Although Gauguin was interested in Polynesian culture, his understanding of their seemingly exotic religious beliefs was limited. Gauguin’s South Seas sculptures emerge partly from his perception of Tahitian society, but mainly from his own imagination.
The female in the Buddhist lotus position has Polynesian facial features, but the decorative headband is his invention. The Buddhist elements of the sculpture are also Asian, rather than Tahitian. They were filtered through Gauguin’s experiences in Paris, where he visited the overseas displays in the Exposition Universelle (world’s fair) of 1889. He believed, largely wrongly, that Tahitian religion and Buddhism shared common Eastern origins. The male figure of the Buddha has curiously been transformed into a somewhat androgynous female.
Fabrice Fourmanoir, a researcher who moved from Tahiti to Mexico, has been studying the Monfreid diaries. These notebooks have just been acquired by the Musée d’art Hyacinthe-Rigaud in Perpignan, which is holding a major exhibition on Monfreid (until 31 December). Fourmanoir found a key reference to the Gauguin sculpture in the diaries.
On 6 January 1928 Monfreid wrote: “Went to Bourgeois who was kind enough to pierce a little pearl that I kept and I’m going to the Luxembourg [Museum] to attach it to the forehead of Gauguin’s little idol.” Bourgeois, it is assumed, was a Parisian jeweller. The sculpture was about to be put on display at the Musée du Luxembourg in Paris. It is unclear whether Monfreid added the pearl for the best of reasons or not.
Gauguin had returned to Paris after his first Tahitian stay in 1893, a year after making the cylindrical sculpture, and he then left it with his dealer, Ambroise Vollard. In 1900 Gauguin instructed Vollard to send all his unsold sculptures to Monfreid, who acted as his agent in France until his death in 1929.
In 1951 Monfreid’s daughter promised to donate the idol to the Musée du Louvre and it later passed to the Musée d’Orsay. Since its arrival in the Paris museums it has been entitled Idole [or Tii] à la perle. The work was included in the major 2017-18 exhibition Gauguin: Artist as Alchemist, at the Art Institute of Chicago and the Grand Palais in Paris.
An 1894 photograph of the work does not appear to show a spherical pearl, but instead a similarly sized flatter object on the figure’s forehead. This has been interpreted as representing the third eye of Buddha, a supposition enhanced by the crossed legs of the idol. Fourmanoir believes that Gauguin’s original flatter object fell off in France or was deliberately removed, to be replaced by Monfreid with a modestly priced small pearl.
Two Parisian museum curators, Claire Bernardi (Musée d’Orsay) and Ophélie Ferlier-Bouat (formerly Musée d’Orsay, now Musée Bourdelle), argue in the Perpignan exhibition catalogue that the pearl was added to possibly replace “a lost original”. But the 1894 photograph raises doubts whether it was actually a pearl.

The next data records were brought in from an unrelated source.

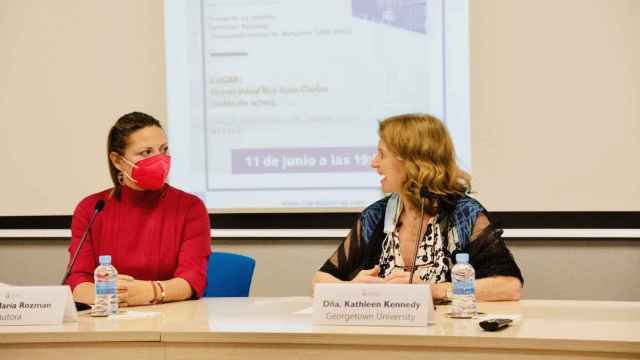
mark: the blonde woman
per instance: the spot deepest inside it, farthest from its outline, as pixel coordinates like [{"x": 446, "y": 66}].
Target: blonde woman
[{"x": 415, "y": 153}]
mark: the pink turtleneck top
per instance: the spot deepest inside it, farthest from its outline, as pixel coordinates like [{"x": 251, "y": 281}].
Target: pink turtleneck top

Last month a spokesperson at the Musée d’Orsay told The Art Newspaper: “We cannot give a clear and final response about the pearl without a further examination of the artwork.” Although it is very unlikely that the museum would consider removing the pearl, since it is part of the history of the sculpture, retitling the work would be much simpler.
Until now Monfreid has been portrayed as a loyal friend of Gauguin, assisting him from France when he was in Polynesia and helping to preserve his works after his death. But Fourmanoir’s studies of the newly accessible private diary leads him to question this. Other entries certainly raise concerns.
On 23 August 1903 Monfreid writes about having heard that day of the death of Gauguin on 8 May. In an astonishingly brief reference, and apparently with no emotion, he records the loss of his friend.
It was only three weeks later that he belatedly wrote to inform the artist’s Danish wife Mette about her husband’s death in the Marquesas Islands.